Май дрогнул и ответил, запинаясь:
— Вот… бандура… я принес… думал, надо…
— Душка! Бандуру принес! — едко умилился Василий. — А вырядился зачем?
— Я не хотел… это француз заставил…
— Ах, француз! — усмехнулся Мандрыгин.
— Я сейчас уйду, — оскорбленно заявил Май. — Но вы, оказывается… злой человек?!
— Я злой. Это ужа-а-сно! — прорыдал Василий и добавил презрительно: — А вы — утопист хренов. Ну, что у вас еще в запасе, какая стерильная идейка щекочет ваше воображение? Чур, не повторяться, губернаторства не предлагать!
— Да, я знаю, вас больше привлекают живые деньги, — ядовито заметил Май. — Вы даже на воровство способны! У вас оправдание — надо супергроб купить, чтобы там надежно обосноваться, как… в саркофаге. Хренов язычник!
Намек на воровство ничуть не задел Мандрыгина, зато обвинение в язычестве взбесило его. Он вырвал бандуру у Мая, замахнулся, но тот успел спрыгнуть со стула, выбежать из комнаты. Василий бросился следом и около лифта настиг обидчика, схватил за кушак. Но расправа не случилась — лифт помешал. Приехала кабина, грузно встала; из нее вытиснулась давешняя бабища в парче, теперь пьяная. Увидев Мая, она по-людоедски обрадовалась и сгребла его, прижав к голому животу. Нос Мая угодил прямо в вулканический пупок. Пытка сопровождалась криками бабищи:
— Гаденыш ты, гаденыш! Лаэрт Гамлетович жив-здоров, в бильярдной жару дает, а ты сказал: уби-и-и-ли?!
— Я про… Полониевича сказал! — сдавленно просипел Май, тщетно вырываясь из чугунных объятий.
— Убит Полониевич, убит, — сдерживая смех, подтвердил артист. — Я лично выносил тело. Причем неоднократно.
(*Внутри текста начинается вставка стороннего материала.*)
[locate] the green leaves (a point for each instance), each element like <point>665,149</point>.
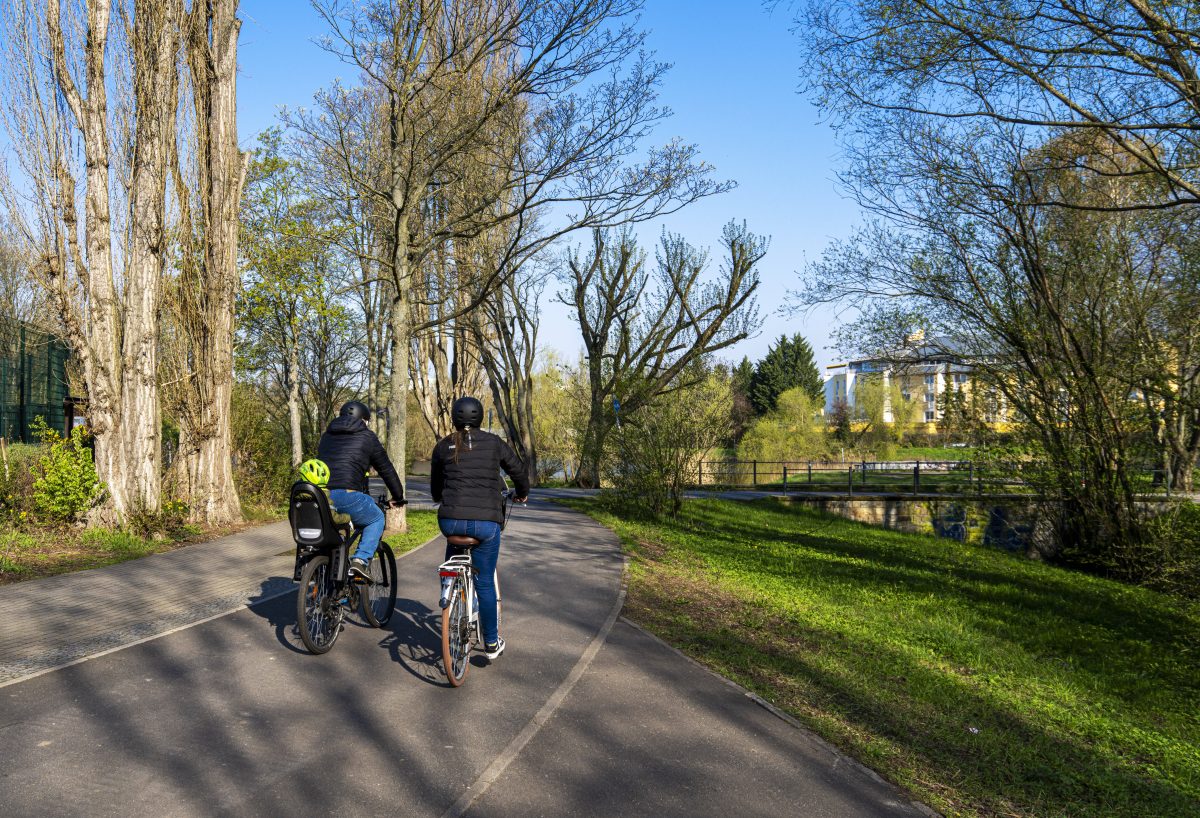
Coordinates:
<point>67,485</point>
Бабища, не слушая, неистово тряхнула Мая за плечи; руки его взметнулись и упали, как у тряпичной куклы.
— Мадам, хотите, я его на дуэль вызову? — весело предложил Василий.
— Таким харю в кровь бьют! — рявкнула бабища.
— Можно и харю, — с готовностью согласился артист.
Бабища ослабила хватку: опьянение умеряло силы. Май отлип от ужасного живота и, пригнувшись, опрометью шастнул в открытую кабину лифта. За Маем влетел Мандрыгин, успев скорчить бабище гадкую гримасу повешенного. Кабина самовольно рванула вверх. «Мне вниз надо!» — прохрипел Май. Кабина вдруг зависла между этажами. Но не эта странная строптивость механизма удивила Мая, а ощущение тревожной, болезненной пустоты внутри себя. Он сел на корточки, обхватил колени и признался, угрюмо глядя в пол:
— Что-то мне нехорошо… и понять не могу почему…
— Это с голодухи, — сказал Мандрыгин, сел рядом и небрежно спросил: — Как понять ваши недавние слова, что я способен на воровство?